La guardia costiera del Paese, tramite il suo account Twitter, ha reso noto di aver salvato 507 individui che si trovavano su 59 gommoni di piccole dimensioni a largo dello Stretto di Gibilterra, dove ha altresì rinvenuto 4 migranti deceduti. Tutte le altre operazioni di salvataggio sono state invece effettuate nel mare di Alborán, situato tra il Marocco nord-orientale e la Spagna sud-orientale.

Il neoeletto primo ministro spagnolo, Pedro Sanchez, ha già fatto i primi passi avanti verso una politica di maggiore soccorso e tolleranza nei confronti dei migranti, offrendo di accogliere sul suo territorio la nave umanitaria Aquarius, a bordo della quale viaggiano ancora una parte dei 629 migranti soccorsi tra sabato 9 e domenica 10 giugno a largo della Libia. Sanchez ha altresì promesso di fornire assistenza sanitaria gratuita anche ai migranti sprovvisti di documenti di identificazione.

Quanto all’Aquarius, il convoglio, composto anche da due navi militari italiane – la Dattilo della Guardia Costiera e la Orione della Marina Militare – sta attualmente navigando in acque internazionali tra le isole di Minorca e Maiorca. La nave, a cui Salvini aveva negato l’approdo in Italia domenica 10 giugno, dovrebbe attraccare a Valencia domenica mattina presto, dove l’ingresso nel porto sarà scaglionato. Uno degli operatori SAR (Search and Rescue) presente a bordo, Alessandro Porro, ha dato aggiornamenti sulla navigazione affermando: “Il mare è finalmente calmo, e le persone a bordo si stanno risvegliando. Una nave militare spagnola ci dà idealmente il benvenuto in Spagna. In questi giorni abbiamo navigato accanto a Sicilia, Sardegna, Corsica e ora le Isole Baleari. E ogni volta le persone a bordo ci hanno chiesto sempre la stessa cosa: è questa la nostra terra?”.

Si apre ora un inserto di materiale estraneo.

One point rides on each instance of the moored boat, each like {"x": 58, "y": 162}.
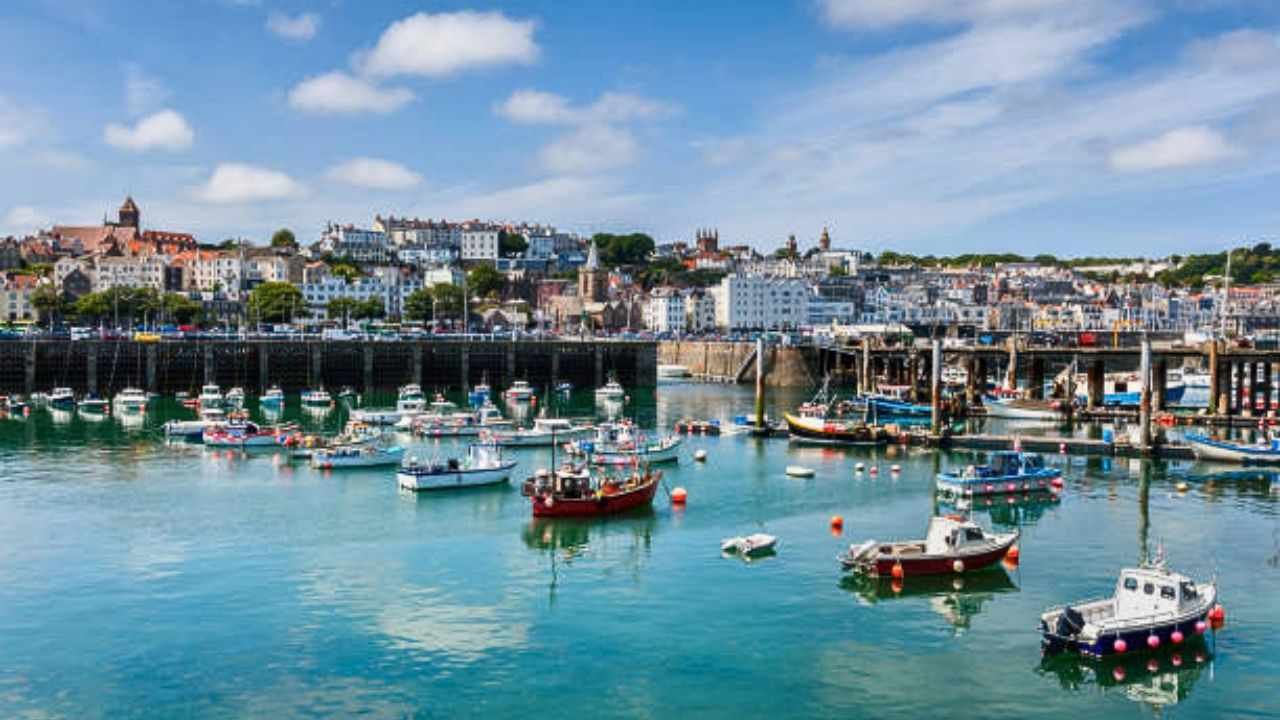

Il bilancio di migranti che dalle coste africane si mettono in viaggio per fuggire da guerre e povertà, imbarcandosi alla volta della Spagna, è raddoppiato nel corso del 2017, e si stima che aumenterà ulteriormente nell’arco del 2018. Stando a quanto ha preventivato l’Agenzia europea della guardia di frontiera e costiera, più comunemente nota come Frontex (abbreviazione di “Frontières extérieures”), questo incremento di migranti rischia di portare la questione in primo piano nell’agenda nazionale spagnola, sulla scia di quanto già accaduto in anni recenti in Italia.

 

Sicurezza Internazionale è il primo quotidiano italiano dedicato alla politica internazionale.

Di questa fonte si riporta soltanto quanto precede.